1.2148766-1261203160
The New York Stock Exchange. Wall Street’s main indexes rose in thin holiday trading yesterday, helped by gains in technology stocks. Image Credit: AP

LONDON, NEW YORK

Buoyant commodity prices alongside a pullback in US bond yields and the dollar propelled world stocks to new record highs on Thursday, signalling the rally would likely extend into 2018.

MSCI’s world equity index, which tracks shares in 47 countries, has risen about 22 per cent this year and looks set for a record 14th straight month of gains.

Wall Street’s main indexes rose in thin holiday trading on Thursday, helped by gains in technology stocks.

Apple was the biggest driver of the three indexes, with the high-flying FANG stocks — Facebook, Amazon, Netflix and Alphabet — also contributing to the rise.

This year’s equity rally has been led by the bumper performance in Asia, which is on track for its best year since 2009, with MSCI’s index of Asia-Pacific shares outside Japan approaching late-2007 highs.

European stock markets were slightly weaker in light holiday-season trading on Thursday, but London’s FTSE 100 was still hovering close to its recent record highs on the back of strong commodity prices.

In the Eurozone, both Frankfurt’s DAX 30 index and the Paris CAC were down by around 0.2 per cent in afternoon trading.

But London’s benchmark index, which had hit a record of 7,632.71 on Wednesday, flat, buoyed up by higher copper prices.

“Equity markets are once again mixed in thin market trading,” said Accendo Markets analyst, Henry Croft.

Equity markets have fed off this year’s recovery in world trade and economic growth, which have in turn lifted company earnings and commodity prices, with copper futures at new four-year highs for an annual gain of over 30 per cent.

Oil prices meanwhile are near 2-1/2-year highs and gold climbed to a one-month top.

Traders anticipate the equity rally continuing into next year, especially if US tax cuts further boost growth in the world’s largest economy.

“Commodities are driving trade in the final days of 2017,” analysts at London Capital Group said in a note.

“(Copper) has rallied 25 per cent since the beginning of June, and with this in mind Dr Copper is telling us we could be in for a strong 2018,” they added, referring to the perception of copper as a key barometer of economic growth.

Another tailwind for world stocks is the fact that US tax cuts, which will lead to significantly higher borrowing in coming years, have not so far translated into higher borrowing costs.

In fact, US 10-year Treasury yields have retreated after briefly last week breaking above the key 2.50 per cent level, falling as much as seven basis points on Wednesday.

Two-year yields too are off nine-year highs after showed US consumer confidence tumbling from 17-year highs.

Brokerage FXTM noted that 10-year yields had reversed almost half the gains they had made since mid-December.

The dollar index skidded some 0.3 per cent against a basket of currencies, to a near one-month lows.

“The dollar bears are getting their last licks in for 2017, perhaps foreshadowing of things to come in 2018,” said Stephen Innes, head of Asia-Pacific trading at OANDA.

With the dollar on the back foot and commodities flying, currencies of commodity exporting countries such as Canada, Australia, New Zealand and South Africa, New Zealand hit multi-week highs.

Emerging equities surged almost one per cent to approach one-month highs.
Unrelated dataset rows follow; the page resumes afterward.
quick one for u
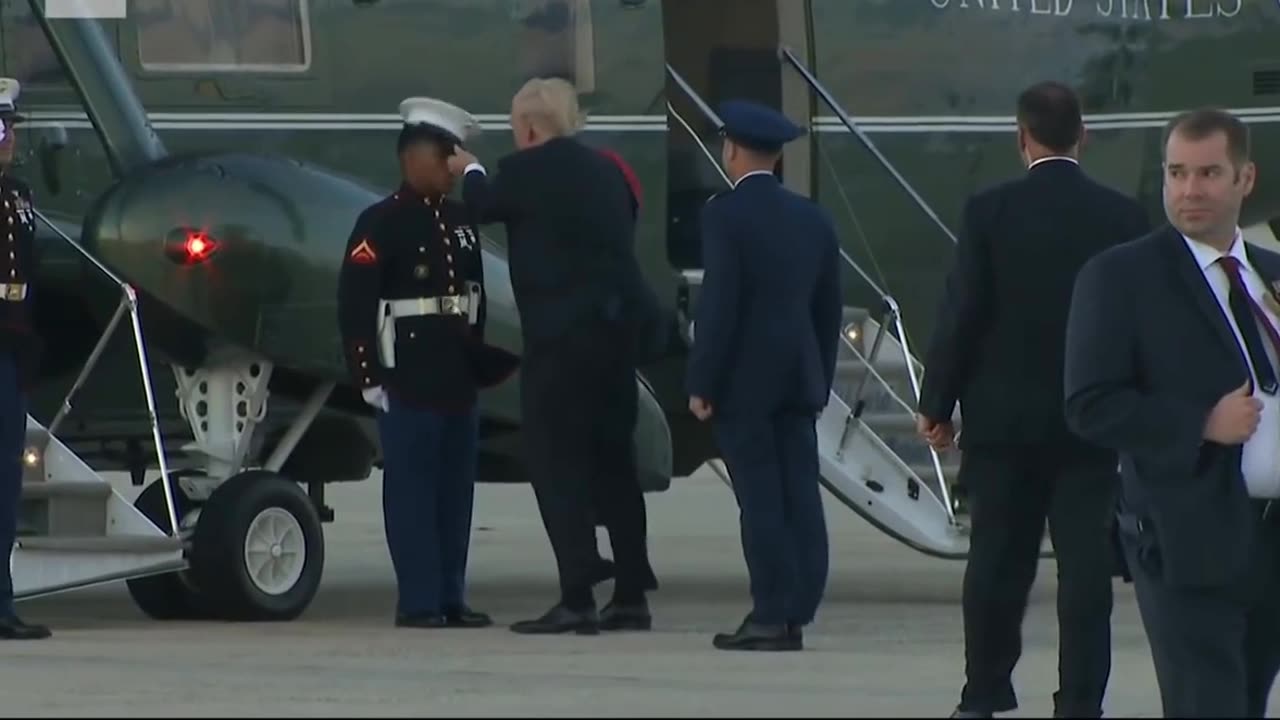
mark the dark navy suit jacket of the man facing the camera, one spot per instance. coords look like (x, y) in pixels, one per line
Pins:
(1150, 354)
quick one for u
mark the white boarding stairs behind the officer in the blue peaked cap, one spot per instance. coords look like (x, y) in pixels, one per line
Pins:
(860, 464)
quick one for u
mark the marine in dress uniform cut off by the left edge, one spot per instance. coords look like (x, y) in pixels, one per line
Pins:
(19, 349)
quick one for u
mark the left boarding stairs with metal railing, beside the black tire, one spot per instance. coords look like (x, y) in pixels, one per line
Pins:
(75, 528)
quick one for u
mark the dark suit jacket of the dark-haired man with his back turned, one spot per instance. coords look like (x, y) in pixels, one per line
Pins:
(999, 341)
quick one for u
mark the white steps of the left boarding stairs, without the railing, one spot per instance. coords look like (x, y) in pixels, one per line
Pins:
(75, 530)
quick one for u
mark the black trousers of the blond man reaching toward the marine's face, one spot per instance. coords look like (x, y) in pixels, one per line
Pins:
(579, 411)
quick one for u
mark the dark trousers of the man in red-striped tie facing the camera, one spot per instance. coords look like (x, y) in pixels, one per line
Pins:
(1217, 650)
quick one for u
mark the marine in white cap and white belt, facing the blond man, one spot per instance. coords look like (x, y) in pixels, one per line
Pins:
(413, 313)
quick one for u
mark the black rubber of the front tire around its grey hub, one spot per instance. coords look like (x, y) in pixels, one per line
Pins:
(218, 549)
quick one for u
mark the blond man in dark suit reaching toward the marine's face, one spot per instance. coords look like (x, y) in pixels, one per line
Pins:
(570, 226)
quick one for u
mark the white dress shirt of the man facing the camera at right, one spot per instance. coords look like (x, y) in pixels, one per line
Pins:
(1261, 457)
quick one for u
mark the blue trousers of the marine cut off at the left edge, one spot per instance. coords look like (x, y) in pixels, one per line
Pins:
(13, 435)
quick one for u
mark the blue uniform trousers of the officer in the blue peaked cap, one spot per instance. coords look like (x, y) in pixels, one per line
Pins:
(774, 467)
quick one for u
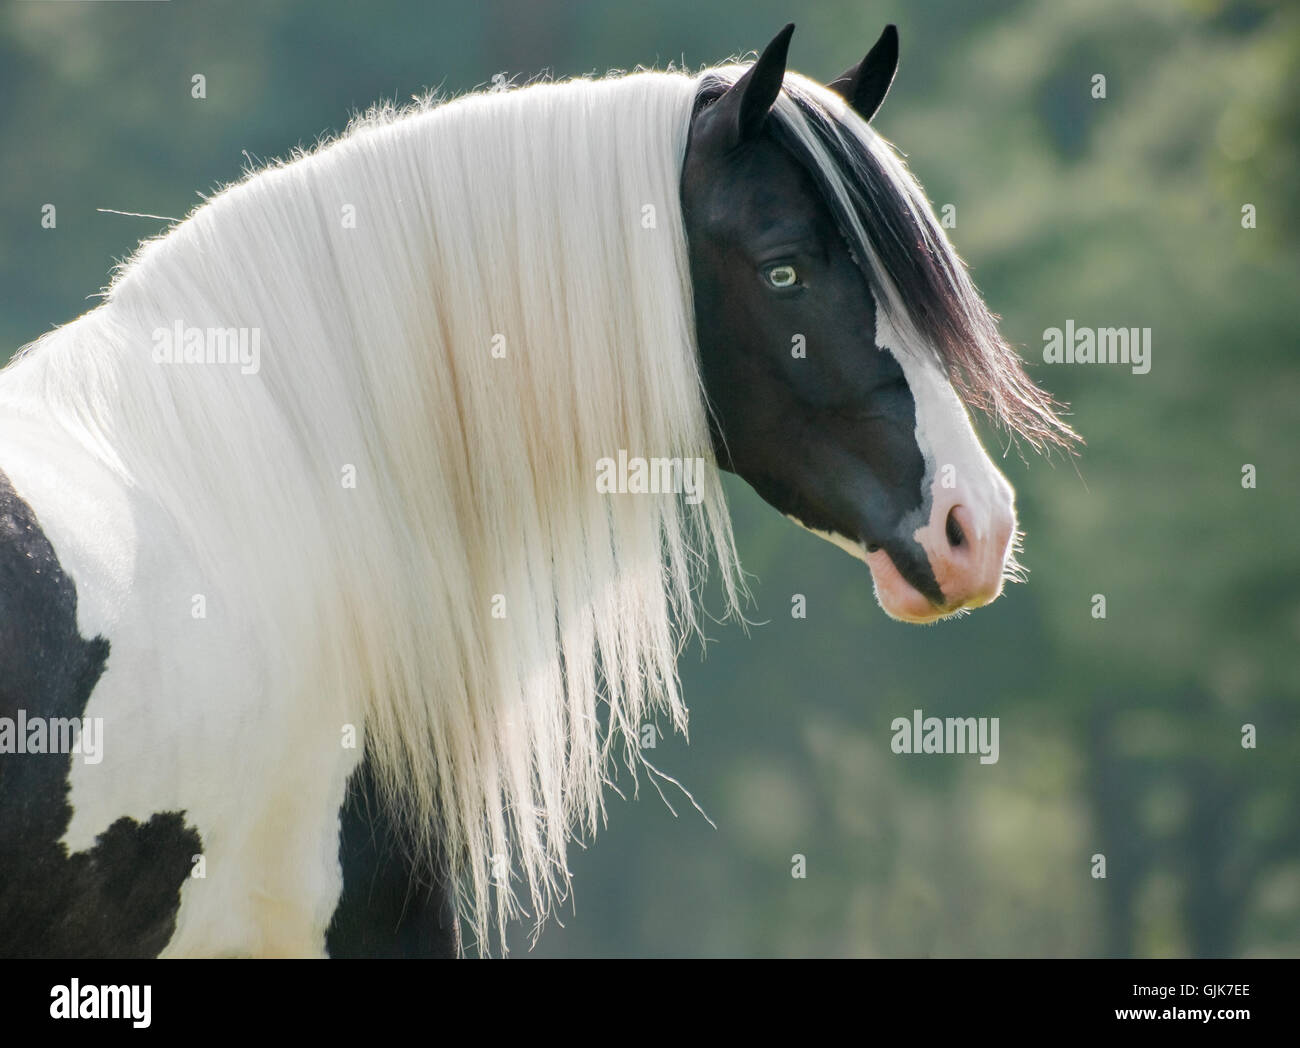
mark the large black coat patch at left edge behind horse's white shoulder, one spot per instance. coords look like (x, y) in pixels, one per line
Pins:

The index is up 34 per cent this year.

For Oanda analyst Craig Erlam, it was “another relatively quiet day, as is often the case during the holiday period, and a lack of economic events on the calendar won’t help matters.”

Earlier in Asia, Hong Kong rose 0.9 per cent and Shanghai gained 0.6 per cent, while Sydney put on 0.3 per cent.

But Tokyo finished 0.6 per cent down after an afternoon sell-off fuelled by the strengthening yen, as traders fret over another possible North Korean missile test.